You could use VMWare for something like that.

aus9 02-26-2008 08:22 PM

when you say boot from hard drive, do you mean once a host system is already booted?

if so I have already mentioned virtualbox, eg booting a knoppix iso image

after installing Vb, create any size hard drive and config it to treat the optical drive as an iso

http://h1.ripway.com/aus9/iso.png

then

http://h1.ripway.com/aus9/vb.png

x1101 02-27-2008 07:22 AM

I guess I'm not being clear, I'm trying to do something totally new. I am working on a way to move the contents of an ISO to a partition on the HD, do some fiddling with grub, and the boot up as if the iso had been burnt to a cd and was running in my drive. Because mounting is un-done when you reboot, that is obviously of no help. But... does dd copy everything bit for bit? because if it does, that might...might work. I know that _in theory_ this should be possible, based on what the U3 drives can do, but figuring out how to do it _in practice_ is where I am having the issue. Once I figure out how to do this I am going to try to script it, and some friends have suggested some other interesting ideas, but I have to find a way to make it work first.
Thanks, and sorry for bring un-clear the first time.

aus9 02-27-2008 06:09 PM

so you want a grub menu to boot an iso?

no knowledge in me but this knoppix cheat code may interest you?
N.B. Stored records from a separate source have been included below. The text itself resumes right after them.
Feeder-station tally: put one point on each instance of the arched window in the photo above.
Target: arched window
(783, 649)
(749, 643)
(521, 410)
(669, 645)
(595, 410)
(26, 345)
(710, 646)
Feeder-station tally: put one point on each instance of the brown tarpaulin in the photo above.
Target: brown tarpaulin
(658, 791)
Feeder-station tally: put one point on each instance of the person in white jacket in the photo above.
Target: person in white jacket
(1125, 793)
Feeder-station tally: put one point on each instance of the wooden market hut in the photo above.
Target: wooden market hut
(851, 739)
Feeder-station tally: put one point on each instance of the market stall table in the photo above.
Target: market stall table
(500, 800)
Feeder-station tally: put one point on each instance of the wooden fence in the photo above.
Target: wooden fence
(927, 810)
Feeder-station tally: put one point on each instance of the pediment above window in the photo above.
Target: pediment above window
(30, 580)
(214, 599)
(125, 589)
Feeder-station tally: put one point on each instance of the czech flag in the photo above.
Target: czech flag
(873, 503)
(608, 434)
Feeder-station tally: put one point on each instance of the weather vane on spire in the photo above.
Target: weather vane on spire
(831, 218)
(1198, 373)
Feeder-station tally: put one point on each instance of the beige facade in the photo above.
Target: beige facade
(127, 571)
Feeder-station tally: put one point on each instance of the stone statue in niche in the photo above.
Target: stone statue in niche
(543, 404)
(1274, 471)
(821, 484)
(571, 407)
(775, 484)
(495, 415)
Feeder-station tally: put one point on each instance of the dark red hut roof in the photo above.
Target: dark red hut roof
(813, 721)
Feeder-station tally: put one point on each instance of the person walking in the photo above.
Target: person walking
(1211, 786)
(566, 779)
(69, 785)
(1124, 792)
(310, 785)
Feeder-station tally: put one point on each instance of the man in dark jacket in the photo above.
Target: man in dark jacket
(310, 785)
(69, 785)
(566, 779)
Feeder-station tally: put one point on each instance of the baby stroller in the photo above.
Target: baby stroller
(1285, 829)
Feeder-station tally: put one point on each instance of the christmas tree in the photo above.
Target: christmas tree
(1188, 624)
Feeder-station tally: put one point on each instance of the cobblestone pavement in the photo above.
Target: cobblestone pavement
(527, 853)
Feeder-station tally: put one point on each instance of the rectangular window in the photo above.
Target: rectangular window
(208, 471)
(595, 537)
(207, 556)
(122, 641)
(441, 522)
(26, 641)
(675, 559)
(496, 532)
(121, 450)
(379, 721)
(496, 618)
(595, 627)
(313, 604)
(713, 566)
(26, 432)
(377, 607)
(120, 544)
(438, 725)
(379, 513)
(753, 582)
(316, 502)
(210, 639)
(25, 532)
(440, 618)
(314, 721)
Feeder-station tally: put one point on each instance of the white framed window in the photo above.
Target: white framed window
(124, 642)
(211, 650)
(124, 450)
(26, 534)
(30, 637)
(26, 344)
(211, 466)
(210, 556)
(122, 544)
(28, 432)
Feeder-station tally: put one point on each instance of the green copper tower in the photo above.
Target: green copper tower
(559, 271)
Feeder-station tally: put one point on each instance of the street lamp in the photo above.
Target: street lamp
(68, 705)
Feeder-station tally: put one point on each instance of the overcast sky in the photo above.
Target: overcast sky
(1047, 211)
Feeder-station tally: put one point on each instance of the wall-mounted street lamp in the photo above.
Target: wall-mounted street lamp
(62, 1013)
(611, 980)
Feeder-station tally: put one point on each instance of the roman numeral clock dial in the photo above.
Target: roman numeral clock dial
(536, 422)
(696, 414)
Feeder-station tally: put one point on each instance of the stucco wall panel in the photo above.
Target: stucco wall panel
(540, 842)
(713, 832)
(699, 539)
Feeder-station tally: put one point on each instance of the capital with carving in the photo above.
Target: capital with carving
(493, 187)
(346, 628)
bootfrom=/dev/hda1/KNX.iso
Access image, boot from ISO-Image. - Knoppix V3.4
NOTE: bootfrom needs access to a running Knoppix-System with the same Kernel as the Bootkernel, before it is able to mount the partition / ISO-Image. This should allow a poor mans install from NTFS-Partitions and makes it also possible to boot an ISO-Image directly. You can also use wildcards in the ISO-Filename, but it must be unique. So: If you have just one KNOPPIX.iso on /dev/hda1 you can access it as: bootfrom=/dev/hda1/K*.iso, but if there are several, you need to make clear, which one you want. (Feature added by Fabian Franz.)
CAUTION: The 2.4 kernel that is in the KNOPPIX 3.4 CD does not support the ext3 filesystem so make sure that the ISO is stored in an ext2 filesystem.